Seine Todestour setzt er dann in Richtung Norden fort, wo er in Flachslanden auf einen Bauer schießt und einen Autofahrer bedroht. Beide kommen mit einem Schrecken davon. In Bad Windsheim, stürmte er dann eine Tankstelle. Die Mutigen Mitarbeiter konnten den Schützen jedoch überwältigen und bis zum Eintreffen der Polizei, festhalten. Auf der Pressekonferenz sprach Gerhard Neuhof (Leitender Oberstaatsanwalt), von psychischen Auffälligkeiten, beim Transport auf die Wache. Auch ehemalige Mitarbeiter bestätigten ein komisches Verhalten an ihm, weshalb er kürzlich erst gekündigt wurde.

„Diese Tat wirft uns komplett aus der Bahn“, sagte Bürgermeister Heß, sichtlich ergriffen auf der Pressekonferenz am Nachmittag. „Da denkt man immer, solche Sachen passieren immer nur ganz weit weg und jetzt hier“ beschrieb eine junge Frau über den Kurznachrichtendienst Twitter, das, was viele in der sonst eher beschaulichen Region denken. Eine verstörende, hässliche Tat, „aus heiterem Himmel“.

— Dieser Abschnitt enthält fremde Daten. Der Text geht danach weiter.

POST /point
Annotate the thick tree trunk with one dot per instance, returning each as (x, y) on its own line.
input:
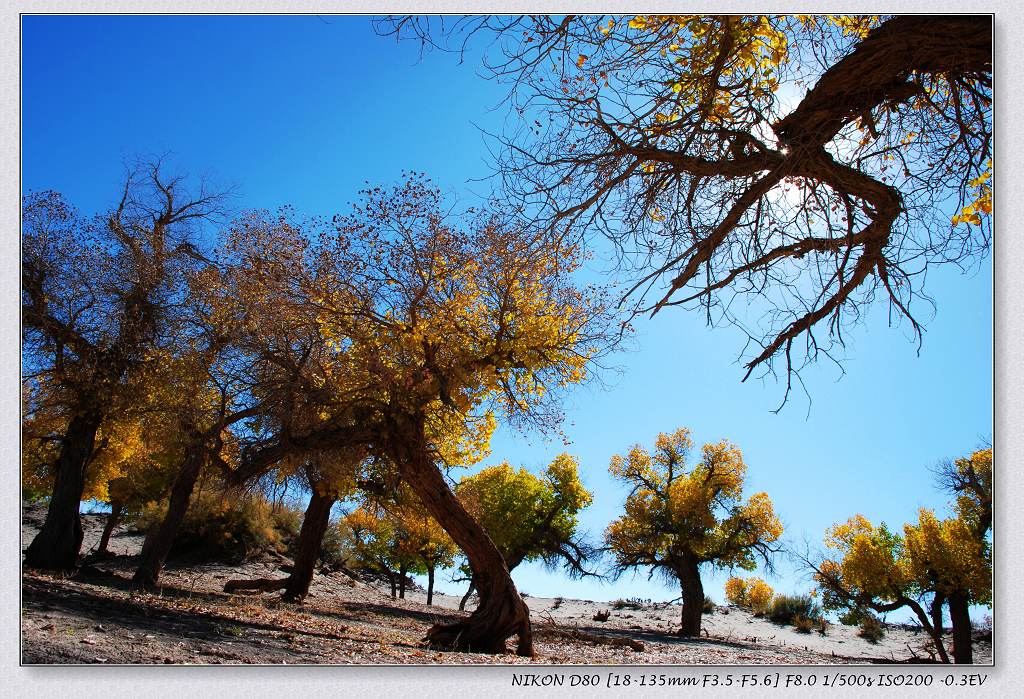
(112, 521)
(936, 611)
(58, 542)
(689, 581)
(465, 598)
(502, 612)
(961, 621)
(314, 523)
(158, 544)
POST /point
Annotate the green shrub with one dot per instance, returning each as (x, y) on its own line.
(334, 549)
(852, 617)
(784, 608)
(871, 628)
(803, 624)
(227, 529)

Da erst vor 6 Jahren ein Amoklauf, die Region in Schrecken versetzte, wurde die Polizei extra für solche Fälle trainiert. Beim Amoklauf am Gymnasium Carolinum Ansbach, lief ein 8-Jähriger Gymnasiast an seiner Schule Amok.

Zum Hintergrund fehlen jedoch noch immer genauere Hinweise. Seine psychischen Probleme sollen jedoch eine sehr große Rolle dabei gespielt haben.